Estudar as formas de terceirização e precarização da força de trabalho em saúde e
visualizar como este processo contribui para a privatização se faz cada vez mais necessário
nesse contexto de caos nos sistemas de contratação, não há como os profissionais se
organizarem, pois não há como estabelecer relações dentro de unidades em que o vinculo
empregatício acontece de cinco maneiras diferentes e a rotatividade é gigantesca.
Os profissionais têm o foco da luta direcionado para as suas condições de trabalho,
vínculo etc. Os usuários, muitas vezes sem acesso a informação, lutam pelo serviço pontual e
vemos a judicialização da saúde cada vez mais freqüente.

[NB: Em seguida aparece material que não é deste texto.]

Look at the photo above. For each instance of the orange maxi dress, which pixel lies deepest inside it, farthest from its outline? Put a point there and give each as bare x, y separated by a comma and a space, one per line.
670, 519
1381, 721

Como vimos, a legislação das fundações estatais do Estado do Rio de Janeiro
encontra-se aprovada desde 2007, tendo vindo para libertar o Estado tão sobrecarregado da
sua responsabilidade exaustiva de executar e produzir as políticas de saúde, podendo assim se
ocupar do que realmente importa (o que será?) e apenas ser o financiador, coordenador e
estimulador.
As fundações ainda não saíram do papel, mas para “não continuar cansado” demais o
Governo providenciou outros instrumentos de transferência de responsabilidade com a
execução e produção das políticas de saúde, que são as licitações via pregão para a
45
administração e gestão de diversas unidades e setores de hospitais, além contratar empresa
para contratar profissionais para as unidades estaduais etc.
Percebemos que atualmente temos duas frentes de privatização, as fundações estatais e
os contratos com pessoas jurídicas de direito privado para executarem diretamente a política
de saúde no Estado.
O processo de privatização possibilita que mais pessoas sejam empregadas por meio
de favores políticos, sem a necessidade de aprovação em concurso público. Profissionais mais
vulneráveis e submissos a vontade dos governantes, devido a falta de estabilidade. Ampliação
do número de profissionais, diminuição da qualidade e precarização do vinculo.
Quando analisamos a questão do financiamento é visível a possibilidade de uma
distribuição de renda ao contrário na medida em que o dinheiro que financia política de saúde
vem predominantemente dos impostos pagos pela classe trabalhadora e com a privatização a
classe capitalista acaba por receber um grande bolo desse dinheiro.
Uma grande vantagem apresentada pelos governantes acerca da privatização se
relacionam com a ampliação do número de atendimentos, redução do tempo de espera,
ampliação da oferta de exames e procedimentos de alta complexidade. Com sabemos na saúde
é a oferta que determina a demanda, sendo assim assistimos um aumento do gasto estatal e do
lucro privado, sem, contudo, existir real resolutividade nos problemas de saúde da população.